Question

If f(x) = e^[3ln(x^2)], then f'(x) = ?

Answer 1

Using the chain rule a few times, I get the following
f'(x) = e^[3ln(x^2)] * 3x^-2 * 2x = [6e^(3ln(x^2))] / x
But the answer is 6x^5

Answer 2

I would recommend applying some rules of logarithms before taking the derivative :) It will make this problem a bit easier.

Answer 3

\[\huge a \log (b)=\log(b^a)\]We can use this to deal with the 3, moving it inside of the log.

Answer 4

The reason we would want to do that.... is becauseeeee..

The exponential e, and the logarithm are INVERSE operations of one another. So they essentially "cancel out".

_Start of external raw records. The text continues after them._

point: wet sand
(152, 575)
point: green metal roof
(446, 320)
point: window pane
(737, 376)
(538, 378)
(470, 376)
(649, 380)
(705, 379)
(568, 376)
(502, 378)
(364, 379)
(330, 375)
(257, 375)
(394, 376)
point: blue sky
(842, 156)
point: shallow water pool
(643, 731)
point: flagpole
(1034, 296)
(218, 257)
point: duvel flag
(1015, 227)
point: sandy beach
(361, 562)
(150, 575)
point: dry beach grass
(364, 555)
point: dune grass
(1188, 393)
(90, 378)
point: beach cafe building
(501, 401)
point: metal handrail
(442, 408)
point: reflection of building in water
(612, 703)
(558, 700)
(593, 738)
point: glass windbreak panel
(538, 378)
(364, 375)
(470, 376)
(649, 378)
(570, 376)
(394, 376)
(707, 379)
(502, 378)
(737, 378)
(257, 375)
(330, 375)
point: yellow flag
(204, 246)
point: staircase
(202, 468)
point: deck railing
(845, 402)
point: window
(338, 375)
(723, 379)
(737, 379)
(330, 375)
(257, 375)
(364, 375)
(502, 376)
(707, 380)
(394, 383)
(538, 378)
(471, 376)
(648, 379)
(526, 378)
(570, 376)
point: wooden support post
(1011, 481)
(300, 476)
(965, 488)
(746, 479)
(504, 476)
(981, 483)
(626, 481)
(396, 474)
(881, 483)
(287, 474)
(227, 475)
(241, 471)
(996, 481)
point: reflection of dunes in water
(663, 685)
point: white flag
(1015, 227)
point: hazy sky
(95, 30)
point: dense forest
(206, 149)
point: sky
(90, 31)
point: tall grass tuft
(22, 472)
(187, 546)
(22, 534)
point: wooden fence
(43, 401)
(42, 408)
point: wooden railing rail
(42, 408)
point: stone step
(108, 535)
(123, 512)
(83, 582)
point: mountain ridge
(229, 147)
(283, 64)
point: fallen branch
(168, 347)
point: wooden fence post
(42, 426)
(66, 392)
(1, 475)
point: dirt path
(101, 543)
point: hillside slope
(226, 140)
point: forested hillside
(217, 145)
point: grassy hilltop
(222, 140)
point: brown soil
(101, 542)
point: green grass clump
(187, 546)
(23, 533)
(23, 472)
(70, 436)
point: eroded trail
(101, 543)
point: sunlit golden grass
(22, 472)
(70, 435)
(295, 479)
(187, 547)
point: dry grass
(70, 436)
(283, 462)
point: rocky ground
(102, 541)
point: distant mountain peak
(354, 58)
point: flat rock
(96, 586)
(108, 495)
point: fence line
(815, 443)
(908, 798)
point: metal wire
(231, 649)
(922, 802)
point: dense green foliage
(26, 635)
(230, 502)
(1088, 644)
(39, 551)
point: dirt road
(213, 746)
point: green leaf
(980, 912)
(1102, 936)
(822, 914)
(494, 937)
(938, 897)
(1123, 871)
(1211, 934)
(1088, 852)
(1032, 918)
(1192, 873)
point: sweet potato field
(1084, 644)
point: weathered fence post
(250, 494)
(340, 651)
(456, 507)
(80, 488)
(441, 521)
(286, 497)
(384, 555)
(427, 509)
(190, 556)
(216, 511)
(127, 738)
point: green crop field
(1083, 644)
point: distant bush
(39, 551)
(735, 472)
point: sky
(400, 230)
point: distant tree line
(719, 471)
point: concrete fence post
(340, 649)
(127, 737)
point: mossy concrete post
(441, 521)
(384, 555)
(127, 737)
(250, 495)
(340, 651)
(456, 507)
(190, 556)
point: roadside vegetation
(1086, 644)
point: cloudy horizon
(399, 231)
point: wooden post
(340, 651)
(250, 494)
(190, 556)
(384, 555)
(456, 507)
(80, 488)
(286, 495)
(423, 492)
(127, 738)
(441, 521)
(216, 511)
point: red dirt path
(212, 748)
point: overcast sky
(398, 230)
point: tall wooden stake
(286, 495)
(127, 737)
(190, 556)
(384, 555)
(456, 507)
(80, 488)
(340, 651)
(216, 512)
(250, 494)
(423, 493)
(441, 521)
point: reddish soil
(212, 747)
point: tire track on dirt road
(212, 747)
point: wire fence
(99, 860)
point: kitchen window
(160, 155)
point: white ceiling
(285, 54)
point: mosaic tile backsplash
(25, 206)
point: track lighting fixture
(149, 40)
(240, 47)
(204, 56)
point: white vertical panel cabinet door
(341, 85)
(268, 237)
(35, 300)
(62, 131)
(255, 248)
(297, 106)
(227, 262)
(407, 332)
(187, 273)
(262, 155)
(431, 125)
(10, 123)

Here is a quick example:\[\huge e^{(\ln x)}=x\]

Answer 5

\[\large e^{3 \ln (x^2)}\qquad \rightarrow \qquad e^{\ln ((x^2)^3)}\qquad \rightarrow \qquad e^{\ln(x^6)}\qquad \rightarrow \qquad x^6\]See what we did there? :o

Answer 6

That was not the differentiation, that was just simplifying before taking a derivative. Hopefully that makes sense :3
\[\large f(x)=x^6\]

Answer 7

Thank you very much! I completely forgot that e^lnx = x.